Winwood and Clapton first crossed musical paths as members of the one-off group Eric Clapton and the Powerhouse in March 1966. They recorded songs issued on the Elektra Records compilation album What’s Shaking. Later they teamed up again in 1969 with the formation of Blind Faith, shortly after Clapton had left Cream. Blind Faith pioneered the fusion of rock and blues into tremendous studio and stage success. Despite critical and popular acclaim, the band was short-lived with only one album and a brief 1969 tour that debuted 12 July at Madison Square Garden and ended 24 August in Hawaii. Since then, Winwood and Clapton have remained friends but had only performed together a few times over the years; an occasional song at a charity event.


In 1998, they both appeared in the movie Blues Brothers 2000 as members of the fictional blues group, the Louisiana Gator Boys (Willie Weeks was also a member). During Clapton’s 2007 Crossroads Guitar Festival, Clapton and Winwood played six songs together including a few Blind Faith songs. After that successful experience, the two decided to collaborate again. The 2008 Madison Square Garden shows were the first full Winwood-Clapton concerts in almost 40 years.

The night before Buddy Miles died, a friend called him on his cell phone so he could hear Winwood and Clapton perform his best known song “Them Changes”. When they found out the next day that Miles had died, they dedicated the performance of the song to him.

On 11 February 2009, the pair announced a 14-city US tour that kicked off on 10 June 2009 in East Rutherford, New Jersey. They were joined on stage by Chris Stainton (keyboards), Willie Weeks (bass), Abe Laboriel, Jr. (drums), as well as backing vocalists Sharon White and Michelle John.


Live from Madison Square Garden was recorded from 25 to 28 February. The shows were recorded and mixed by James Towler, while the production was handled by James Pluta, John McDermott, and Scooter Weintraub with executive production by John Beug, Michael Eaton, Peter Jackson, and Tom Whalley. Most of the production staff were also involved in the recordings for Clapton’s Crossroads Guitar Festivals.

The art direction for the album and DVD was Ellen Wakayama with the design handled by Donny Phillips of the Tehachapi hardcore bands The Warriors and Machines, and photography by Danny Clinch.
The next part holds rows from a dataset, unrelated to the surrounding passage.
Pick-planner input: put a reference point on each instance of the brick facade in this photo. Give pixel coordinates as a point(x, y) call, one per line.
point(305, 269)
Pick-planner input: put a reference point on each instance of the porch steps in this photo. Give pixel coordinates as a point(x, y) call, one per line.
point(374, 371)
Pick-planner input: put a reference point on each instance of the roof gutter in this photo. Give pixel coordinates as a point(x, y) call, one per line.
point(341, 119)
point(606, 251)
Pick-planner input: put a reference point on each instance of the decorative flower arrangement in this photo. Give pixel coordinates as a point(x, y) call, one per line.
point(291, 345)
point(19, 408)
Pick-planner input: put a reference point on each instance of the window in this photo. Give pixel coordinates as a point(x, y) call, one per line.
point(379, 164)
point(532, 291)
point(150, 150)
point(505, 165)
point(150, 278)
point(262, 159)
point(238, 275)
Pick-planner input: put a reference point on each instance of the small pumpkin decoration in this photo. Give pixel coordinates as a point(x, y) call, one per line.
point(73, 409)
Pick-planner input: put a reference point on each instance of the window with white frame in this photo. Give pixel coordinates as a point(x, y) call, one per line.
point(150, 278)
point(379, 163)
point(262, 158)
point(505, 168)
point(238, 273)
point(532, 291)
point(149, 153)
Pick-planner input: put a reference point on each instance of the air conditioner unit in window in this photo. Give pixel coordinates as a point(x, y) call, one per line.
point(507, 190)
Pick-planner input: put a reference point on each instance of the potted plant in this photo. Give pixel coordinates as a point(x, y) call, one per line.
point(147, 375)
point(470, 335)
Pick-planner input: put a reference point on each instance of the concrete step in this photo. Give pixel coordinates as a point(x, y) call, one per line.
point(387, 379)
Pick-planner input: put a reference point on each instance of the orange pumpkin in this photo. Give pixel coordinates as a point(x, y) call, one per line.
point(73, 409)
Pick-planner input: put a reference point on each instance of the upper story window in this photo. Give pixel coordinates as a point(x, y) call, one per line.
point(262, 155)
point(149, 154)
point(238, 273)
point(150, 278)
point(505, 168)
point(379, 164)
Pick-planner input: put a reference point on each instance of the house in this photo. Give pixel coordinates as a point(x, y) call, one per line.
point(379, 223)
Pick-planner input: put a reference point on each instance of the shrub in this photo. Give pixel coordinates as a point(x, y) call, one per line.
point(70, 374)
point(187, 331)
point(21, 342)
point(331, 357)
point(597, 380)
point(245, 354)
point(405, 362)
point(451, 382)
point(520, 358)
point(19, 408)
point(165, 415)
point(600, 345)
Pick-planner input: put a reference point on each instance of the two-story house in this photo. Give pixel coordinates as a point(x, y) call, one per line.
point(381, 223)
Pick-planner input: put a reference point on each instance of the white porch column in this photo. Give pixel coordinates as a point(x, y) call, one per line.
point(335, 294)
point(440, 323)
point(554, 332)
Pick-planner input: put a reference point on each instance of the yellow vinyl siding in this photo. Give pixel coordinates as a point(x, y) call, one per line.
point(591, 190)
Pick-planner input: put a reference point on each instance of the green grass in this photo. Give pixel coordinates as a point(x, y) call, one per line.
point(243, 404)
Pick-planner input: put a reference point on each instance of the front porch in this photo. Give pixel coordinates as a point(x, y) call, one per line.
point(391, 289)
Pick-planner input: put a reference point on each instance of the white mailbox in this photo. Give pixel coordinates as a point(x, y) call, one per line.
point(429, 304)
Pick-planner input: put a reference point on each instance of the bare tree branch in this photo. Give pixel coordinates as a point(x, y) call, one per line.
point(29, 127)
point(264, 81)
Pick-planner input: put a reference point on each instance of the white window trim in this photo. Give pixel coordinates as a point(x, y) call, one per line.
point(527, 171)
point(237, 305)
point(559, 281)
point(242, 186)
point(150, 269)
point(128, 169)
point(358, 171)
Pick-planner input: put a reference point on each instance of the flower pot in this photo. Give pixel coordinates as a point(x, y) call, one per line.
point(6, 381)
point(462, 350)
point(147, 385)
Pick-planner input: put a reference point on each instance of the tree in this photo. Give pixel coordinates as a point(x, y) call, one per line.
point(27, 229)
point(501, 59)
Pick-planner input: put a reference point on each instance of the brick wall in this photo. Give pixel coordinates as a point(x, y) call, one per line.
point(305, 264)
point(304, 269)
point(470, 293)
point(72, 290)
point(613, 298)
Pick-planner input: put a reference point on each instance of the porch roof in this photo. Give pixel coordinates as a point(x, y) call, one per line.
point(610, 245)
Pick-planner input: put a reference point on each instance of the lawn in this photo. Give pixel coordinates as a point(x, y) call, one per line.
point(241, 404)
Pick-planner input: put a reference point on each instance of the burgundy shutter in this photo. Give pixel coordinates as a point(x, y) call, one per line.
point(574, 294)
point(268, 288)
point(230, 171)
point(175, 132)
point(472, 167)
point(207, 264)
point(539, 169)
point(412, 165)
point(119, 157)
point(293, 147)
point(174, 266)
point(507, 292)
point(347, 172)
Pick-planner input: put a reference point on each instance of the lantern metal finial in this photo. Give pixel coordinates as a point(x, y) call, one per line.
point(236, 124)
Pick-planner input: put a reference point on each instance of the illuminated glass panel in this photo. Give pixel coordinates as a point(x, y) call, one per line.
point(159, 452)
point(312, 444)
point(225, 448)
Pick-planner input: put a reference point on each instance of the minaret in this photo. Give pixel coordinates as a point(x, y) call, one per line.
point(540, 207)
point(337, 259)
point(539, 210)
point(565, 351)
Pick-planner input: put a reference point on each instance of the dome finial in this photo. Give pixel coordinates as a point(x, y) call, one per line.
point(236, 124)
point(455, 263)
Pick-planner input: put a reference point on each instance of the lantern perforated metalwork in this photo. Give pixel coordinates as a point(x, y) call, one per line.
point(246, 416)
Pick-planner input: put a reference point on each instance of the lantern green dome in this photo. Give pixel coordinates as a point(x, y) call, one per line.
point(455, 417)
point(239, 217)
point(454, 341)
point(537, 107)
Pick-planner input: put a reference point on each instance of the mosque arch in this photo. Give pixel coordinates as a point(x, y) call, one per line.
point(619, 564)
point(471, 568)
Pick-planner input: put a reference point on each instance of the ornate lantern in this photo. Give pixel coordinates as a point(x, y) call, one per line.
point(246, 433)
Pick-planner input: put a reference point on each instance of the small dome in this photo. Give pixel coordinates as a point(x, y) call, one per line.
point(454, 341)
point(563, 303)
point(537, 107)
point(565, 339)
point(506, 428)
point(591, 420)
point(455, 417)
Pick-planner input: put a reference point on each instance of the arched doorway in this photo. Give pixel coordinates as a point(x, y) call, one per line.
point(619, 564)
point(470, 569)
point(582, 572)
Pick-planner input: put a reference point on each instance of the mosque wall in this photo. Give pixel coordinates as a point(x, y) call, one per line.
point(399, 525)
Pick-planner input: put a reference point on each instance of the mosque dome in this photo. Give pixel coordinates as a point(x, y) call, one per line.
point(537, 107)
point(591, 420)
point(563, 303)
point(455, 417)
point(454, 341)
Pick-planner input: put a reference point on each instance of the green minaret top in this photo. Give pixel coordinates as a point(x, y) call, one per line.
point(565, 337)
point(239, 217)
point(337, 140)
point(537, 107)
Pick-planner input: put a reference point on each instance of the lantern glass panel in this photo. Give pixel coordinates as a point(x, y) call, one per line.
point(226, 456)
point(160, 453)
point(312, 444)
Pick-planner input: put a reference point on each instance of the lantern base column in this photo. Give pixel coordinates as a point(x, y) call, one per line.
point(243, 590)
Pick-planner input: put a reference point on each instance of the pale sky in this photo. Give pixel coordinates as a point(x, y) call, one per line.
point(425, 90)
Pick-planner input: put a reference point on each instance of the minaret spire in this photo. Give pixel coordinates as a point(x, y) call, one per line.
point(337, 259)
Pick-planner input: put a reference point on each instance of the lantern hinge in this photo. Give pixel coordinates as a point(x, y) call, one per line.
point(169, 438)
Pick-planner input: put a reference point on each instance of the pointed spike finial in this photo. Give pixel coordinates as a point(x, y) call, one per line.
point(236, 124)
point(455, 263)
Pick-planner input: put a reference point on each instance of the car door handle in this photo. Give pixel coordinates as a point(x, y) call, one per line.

Phillips is one of the lead graphic designers at Warner Bros. Records, which the other two people mentioned also work for. The artwork was based on the taijitu, although the colours on the packaging were red and blue instead of black and white. (by wikipedia)

Madison Square Garden.jpg

Eric Clapton’s new millennium has largely been defined by collaborations with friends, beginning with a duet album with B.B. King following through with a Cream reunion and closing with tours with his former Blind Faith running mate, Steve Winwood. Clapton and Winwood did three concerts together at Madison Square Garden in February 2008 and the results were fruitful enough to spawn this double-disc album — along with its accompanying DVD set — and a moderately scaled 2009 tour. Live from Madison Square Garden culls 21 highlights from those three nights and spreads them over two discs, sequencing the songs so Traffic numbers alternate with selections from Blind Faith, Derek & the Dominos, blues standards, a handful of Clapton’s hits, and a heavy dose of Hendrix, who has no less than three songs here. That extended salute to Jimi is a good indication of the vibe here — this is a genuine shared co-billing with Clapton and Winwood trading vocals and solos almost equally.


There’s not much ego here and not much hunger, either, with the two stars sliding into a relaxed groove that yields plenty of rewards. There’s a comfortable touch to their playing that’s greatly appealing, and the straightforward setting places the spotlight directly on their interplay. Clapton and Winwood might roll easy but they can still create some sparks, sometimes in unexpected places, such as the somewhat forgotten ’80s hits “Forever Man” and “Split Decision,” both which are highlights here. Ultimately, this isn’t an album of moments, but rather a sustained whole that finds Clapton and Winwood egging each other on to produce a wholly satisfying, if not quite surprising, reunion. (by Stephen Thomas Erlewine)

Oh yes … this was a night, two legends came out to play !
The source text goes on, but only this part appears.